"Family isn't always blood. It's the people in your life who want you in theirs; the ones who accept you for who you are; the ones who would do anything to see you smile and who love you no matter what." - author unknown.
This is the expression I was thinking of when I read this book. And after reading it, I had to let it simmer for a while. Yes, it is one of those books!
Lucky Us is so multidimensional that it will take a while to think it over. There's the moral dilemmas versus the unscripted destinies; the narcissism versus altruism; the versions of history written by ourselves versus the one written for us by others. And when all these elements blend into each other, a story such as Lucky Us becomes possible. Profound, shocking, endearing, and mostly believable. It is as much relevant as historical fiction as it is about family and the bonds that are redefined: old ones negated and new ones formed out of necessity as prescribed by destiny.
1939 - 1949
The theme of the book is not new. The Holocaust - pre- and post events. What makes it different, and worth reading, is the American history, some events in America itself, impacting the family's lives, added to the millions of books written about the subject. This story revolves around a father, Edgar V. Aton, and his two daughters, Eva & Iris, who found themselves destined for hardship or happiness when his first wife dropped off Eva at his second wife's home after the latter passed away. Iris was the daughter from his second marriage. From Ohio to Hollywood, to New York, to Germany, to Israel: the journey to finally come to terms with their own choices. Destiny would lead them through avenues of flimflammery, of surrealism, to be ultimately confronted by the truth, which none of them ever thought possible. Deception and dishonesty finally collided with reality and integrity. Hope finally wrote their own new history.
The rich cast of characters include:
Eva: autodidact, who becomes the biggest con artist of them all: the psychic, with a sign in her shop window stating "ASSOCIATION FOR METAPHYSICAL RESEARCH" . The young girl who had to clean up after everyone else, and who eventually concluded that : "father had been a beaker of etiquette and big ideas, Iris was a vase of glamour, and I was the little brown jug of worry."

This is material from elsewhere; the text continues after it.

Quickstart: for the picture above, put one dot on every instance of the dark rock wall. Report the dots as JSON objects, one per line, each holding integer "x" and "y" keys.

Iris: narcissistic, yet surprisingly kind when it suited her;
Francisco: the make-up artist, the Mexican gay man who would become Eva's mainstay;
Edgar V. Acton(né Isador Vogel): the conman, womanizer, but also wise mentor in his children's lives;
Clara Williams - twenty years younger than Edgar, the Negro woman with the magical voice and the conscience
Torellis - fairy-tale Italian family - who made their lives bearable;
Reenie & Gus (who became Karl Hauser, then Gersh Hoffman, Jewish schoolteacher) - the cook and the mechanic, who brought substance and meaning into their lives;
Then there is Carnie, Bea and Ozzie Patterson and finally Danny, the orphan, who found an unlikely bond within the newly chosen family. Love has a magical way of defining destiny for all of them.
The well-written prose (particularly the epistolary alternation in the rhythm of the tale), the story line, the surprise elements, the constant drama and the detailed history in the book, kept me glued to the story. I was constantly awed by the immense, mind-blowing, detail behind the characters' thoughts, geographical-, as well as historical surroundings, the music, cuisine, literature, day-to-day activities, political landscape, landmarks, everything! It was also my first encounter with the author's work and it will not be the last. This quality of prose does not pass one by often.
RECOMMENDED TO EVERYONE! In fact: a must-read for the more serious reader.
The book is destined for publication in July, 2014.